Director: Jacques Tourneur

Guión: Lesser Samuels, según la novela de Robert Hardy Andrews.

Intérpretes: Virginia Mayo, Robert Stack, Ruth Roman, Alex Nicol, Raymond Burr, Leo Gordon, Regis Toomey, Carleton Young, Donald MacDonald

Música: Leith Stevens

Fotografía: William Snyder

EEUU. 1956. 92 minutos

 

La fiebre del odio

Los rótulos de arranque de Una pistola al amanecer nos ubican en 1861, esto es a las puertas del inicio de la Guerra de Secesión, y en Colorado, un lugar donde, rezan esos rótulos, “los indios combaten con los blancos y los blancos combaten entre ellos por el oro”. Esos mismos rótulos refieren después un paisanaje de héroes silenciosos opuestos al bullicio de los mediocres adoradores de banderas y banderías.

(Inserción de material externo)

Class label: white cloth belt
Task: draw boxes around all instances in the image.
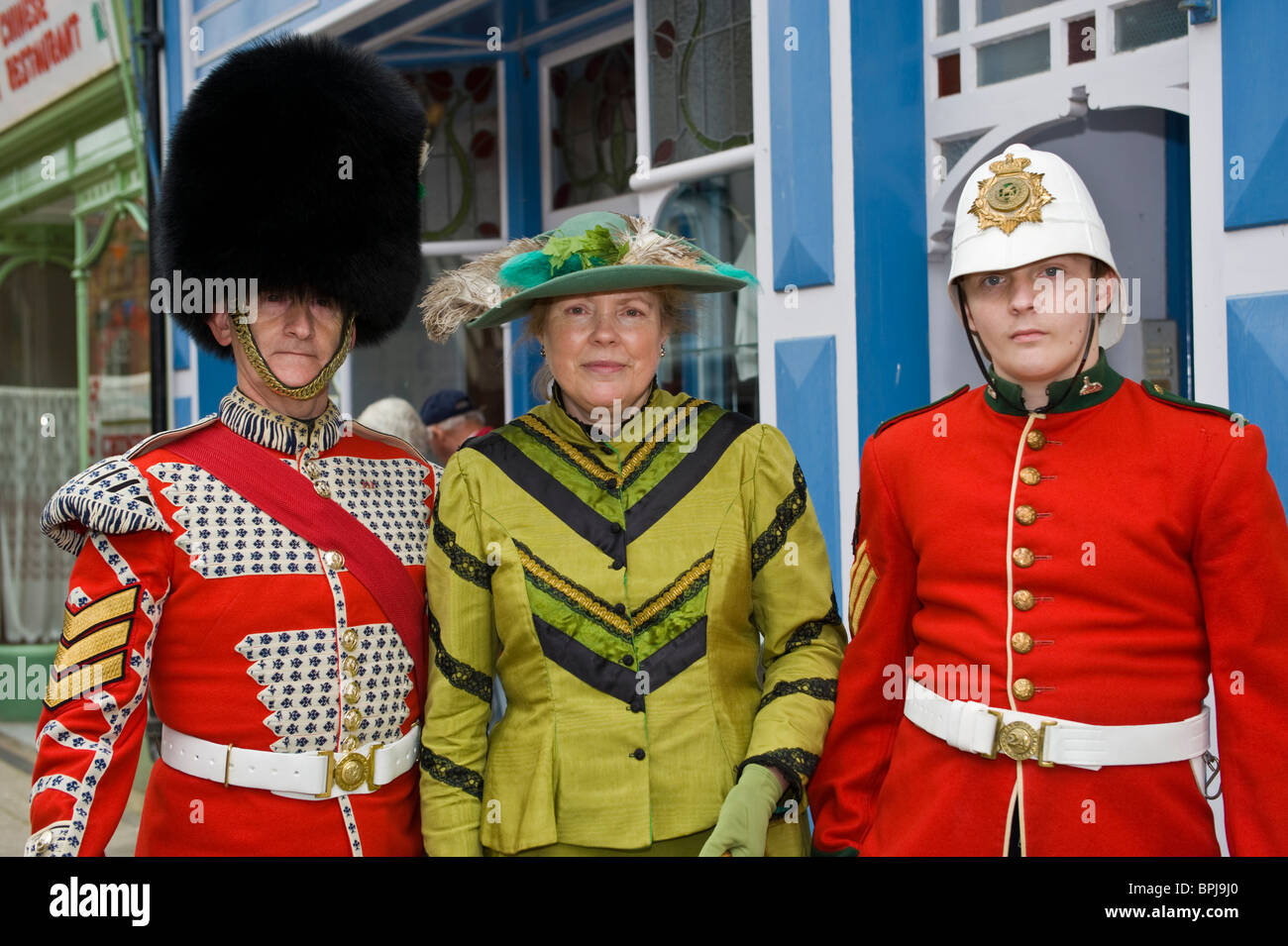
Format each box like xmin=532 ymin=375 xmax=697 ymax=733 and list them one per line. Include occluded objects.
xmin=161 ymin=723 xmax=420 ymax=799
xmin=903 ymin=681 xmax=1208 ymax=784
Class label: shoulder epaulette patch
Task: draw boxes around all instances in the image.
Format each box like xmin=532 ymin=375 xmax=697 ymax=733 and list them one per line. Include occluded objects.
xmin=872 ymin=384 xmax=970 ymax=436
xmin=40 ymin=457 xmax=170 ymax=555
xmin=1140 ymin=381 xmax=1232 ymax=420
xmin=123 ymin=414 xmax=219 ymax=458
xmin=353 ymin=421 xmax=429 ymax=464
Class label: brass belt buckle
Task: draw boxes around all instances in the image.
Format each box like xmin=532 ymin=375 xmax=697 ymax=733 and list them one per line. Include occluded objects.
xmin=317 ymin=743 xmax=383 ymax=798
xmin=984 ymin=709 xmax=1055 ymax=769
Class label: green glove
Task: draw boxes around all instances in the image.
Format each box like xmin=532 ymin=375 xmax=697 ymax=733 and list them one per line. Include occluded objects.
xmin=698 ymin=763 xmax=783 ymax=857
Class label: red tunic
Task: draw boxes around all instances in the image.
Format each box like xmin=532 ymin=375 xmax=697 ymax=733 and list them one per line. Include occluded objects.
xmin=810 ymin=354 xmax=1288 ymax=856
xmin=27 ymin=391 xmax=435 ymax=856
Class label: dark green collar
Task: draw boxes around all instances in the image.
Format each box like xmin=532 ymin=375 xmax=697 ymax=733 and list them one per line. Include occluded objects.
xmin=984 ymin=349 xmax=1124 ymax=417
xmin=542 ymin=374 xmax=664 ymax=443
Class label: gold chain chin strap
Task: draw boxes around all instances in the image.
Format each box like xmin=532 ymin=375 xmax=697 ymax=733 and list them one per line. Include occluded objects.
xmin=233 ymin=313 xmax=353 ymax=400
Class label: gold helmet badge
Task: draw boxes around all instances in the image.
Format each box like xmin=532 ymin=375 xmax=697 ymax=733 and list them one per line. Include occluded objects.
xmin=970 ymin=155 xmax=1055 ymax=234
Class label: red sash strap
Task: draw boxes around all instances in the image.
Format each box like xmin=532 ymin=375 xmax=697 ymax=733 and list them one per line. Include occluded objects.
xmin=166 ymin=423 xmax=429 ymax=715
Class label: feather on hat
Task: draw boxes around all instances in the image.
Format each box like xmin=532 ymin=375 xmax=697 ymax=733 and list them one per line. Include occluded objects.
xmin=420 ymin=211 xmax=756 ymax=341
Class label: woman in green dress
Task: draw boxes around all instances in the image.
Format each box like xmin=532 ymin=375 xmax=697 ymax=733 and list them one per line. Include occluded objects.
xmin=421 ymin=212 xmax=845 ymax=855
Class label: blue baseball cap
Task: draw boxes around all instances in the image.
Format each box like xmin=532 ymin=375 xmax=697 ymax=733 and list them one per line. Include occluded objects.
xmin=420 ymin=390 xmax=478 ymax=426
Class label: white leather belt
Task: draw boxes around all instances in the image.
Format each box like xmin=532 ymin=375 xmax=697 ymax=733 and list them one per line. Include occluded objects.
xmin=903 ymin=681 xmax=1208 ymax=784
xmin=161 ymin=725 xmax=420 ymax=799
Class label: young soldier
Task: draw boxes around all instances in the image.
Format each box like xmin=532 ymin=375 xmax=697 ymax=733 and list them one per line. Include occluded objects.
xmin=26 ymin=38 xmax=435 ymax=855
xmin=811 ymin=145 xmax=1288 ymax=856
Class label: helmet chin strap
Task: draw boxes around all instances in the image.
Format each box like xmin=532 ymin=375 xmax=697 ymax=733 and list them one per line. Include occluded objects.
xmin=956 ymin=280 xmax=1100 ymax=414
xmin=233 ymin=313 xmax=353 ymax=400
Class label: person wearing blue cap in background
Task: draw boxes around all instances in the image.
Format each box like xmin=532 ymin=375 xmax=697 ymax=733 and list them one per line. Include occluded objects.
xmin=420 ymin=388 xmax=492 ymax=465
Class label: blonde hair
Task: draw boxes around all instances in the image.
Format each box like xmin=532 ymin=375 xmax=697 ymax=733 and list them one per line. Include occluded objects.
xmin=515 ymin=285 xmax=697 ymax=400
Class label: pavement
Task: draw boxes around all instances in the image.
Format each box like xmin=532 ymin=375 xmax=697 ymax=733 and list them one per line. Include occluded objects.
xmin=0 ymin=722 xmax=145 ymax=857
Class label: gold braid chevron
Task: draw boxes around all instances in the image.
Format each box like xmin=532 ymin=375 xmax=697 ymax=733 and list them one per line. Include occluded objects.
xmin=850 ymin=539 xmax=877 ymax=635
xmin=514 ymin=414 xmax=622 ymax=487
xmin=622 ymin=397 xmax=705 ymax=481
xmin=635 ymin=552 xmax=712 ymax=624
xmin=46 ymin=584 xmax=139 ymax=709
xmin=515 ymin=545 xmax=631 ymax=637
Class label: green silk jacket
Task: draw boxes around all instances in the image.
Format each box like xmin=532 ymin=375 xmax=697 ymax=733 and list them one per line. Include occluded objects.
xmin=421 ymin=388 xmax=845 ymax=855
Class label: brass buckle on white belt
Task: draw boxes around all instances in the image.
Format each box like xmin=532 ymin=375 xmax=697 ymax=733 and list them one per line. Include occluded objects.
xmin=980 ymin=709 xmax=1056 ymax=769
xmin=316 ymin=743 xmax=383 ymax=798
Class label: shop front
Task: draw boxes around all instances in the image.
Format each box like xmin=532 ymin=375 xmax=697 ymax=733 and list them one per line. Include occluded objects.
xmin=0 ymin=0 xmax=151 ymax=719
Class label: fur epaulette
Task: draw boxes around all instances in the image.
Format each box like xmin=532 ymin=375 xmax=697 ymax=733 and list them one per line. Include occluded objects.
xmin=872 ymin=384 xmax=970 ymax=436
xmin=40 ymin=458 xmax=174 ymax=555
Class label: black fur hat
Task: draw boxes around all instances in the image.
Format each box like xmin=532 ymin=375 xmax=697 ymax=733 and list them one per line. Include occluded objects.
xmin=158 ymin=35 xmax=425 ymax=357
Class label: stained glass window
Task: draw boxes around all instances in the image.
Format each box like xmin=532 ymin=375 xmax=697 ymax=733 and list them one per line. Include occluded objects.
xmin=550 ymin=40 xmax=636 ymax=208
xmin=648 ymin=0 xmax=752 ymax=167
xmin=407 ymin=65 xmax=501 ymax=241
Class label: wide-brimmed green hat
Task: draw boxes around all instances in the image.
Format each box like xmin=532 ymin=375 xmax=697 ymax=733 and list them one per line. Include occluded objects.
xmin=420 ymin=211 xmax=756 ymax=341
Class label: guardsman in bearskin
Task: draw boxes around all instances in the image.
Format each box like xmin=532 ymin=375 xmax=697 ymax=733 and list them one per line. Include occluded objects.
xmin=26 ymin=38 xmax=435 ymax=855
xmin=811 ymin=145 xmax=1288 ymax=856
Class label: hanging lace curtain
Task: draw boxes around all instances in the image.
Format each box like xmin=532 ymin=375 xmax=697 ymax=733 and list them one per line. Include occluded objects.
xmin=0 ymin=386 xmax=80 ymax=644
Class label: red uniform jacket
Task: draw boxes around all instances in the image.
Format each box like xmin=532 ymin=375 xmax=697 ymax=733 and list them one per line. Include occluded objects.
xmin=27 ymin=391 xmax=435 ymax=855
xmin=810 ymin=353 xmax=1288 ymax=856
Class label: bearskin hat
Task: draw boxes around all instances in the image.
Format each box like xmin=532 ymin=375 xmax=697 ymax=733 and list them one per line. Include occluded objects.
xmin=158 ymin=35 xmax=425 ymax=357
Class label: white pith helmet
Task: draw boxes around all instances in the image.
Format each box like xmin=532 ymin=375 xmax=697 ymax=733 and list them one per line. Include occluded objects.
xmin=948 ymin=145 xmax=1127 ymax=349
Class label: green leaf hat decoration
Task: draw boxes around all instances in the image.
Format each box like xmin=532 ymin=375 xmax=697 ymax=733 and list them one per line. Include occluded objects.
xmin=421 ymin=211 xmax=756 ymax=341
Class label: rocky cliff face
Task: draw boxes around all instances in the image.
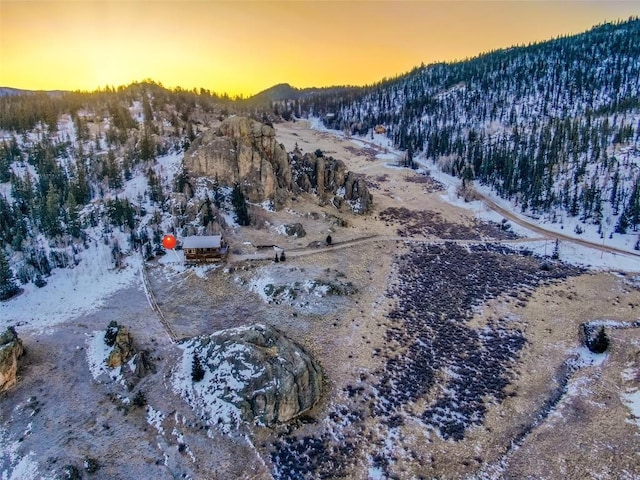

Semejantes rótulos no engañan: Una pistola al amanecer, basada en la novela homónima escrita seis años antes (1950) por Robert Hardy Andrews, es una película densa en su glosa historiográfica de un momento particularmente tóxico, un retrato ávido, muy expresivo, y a menudo doliente, del clima de odio que se vivía en el país de las barras y las estrellas y que desembocó en la Guerra Civil.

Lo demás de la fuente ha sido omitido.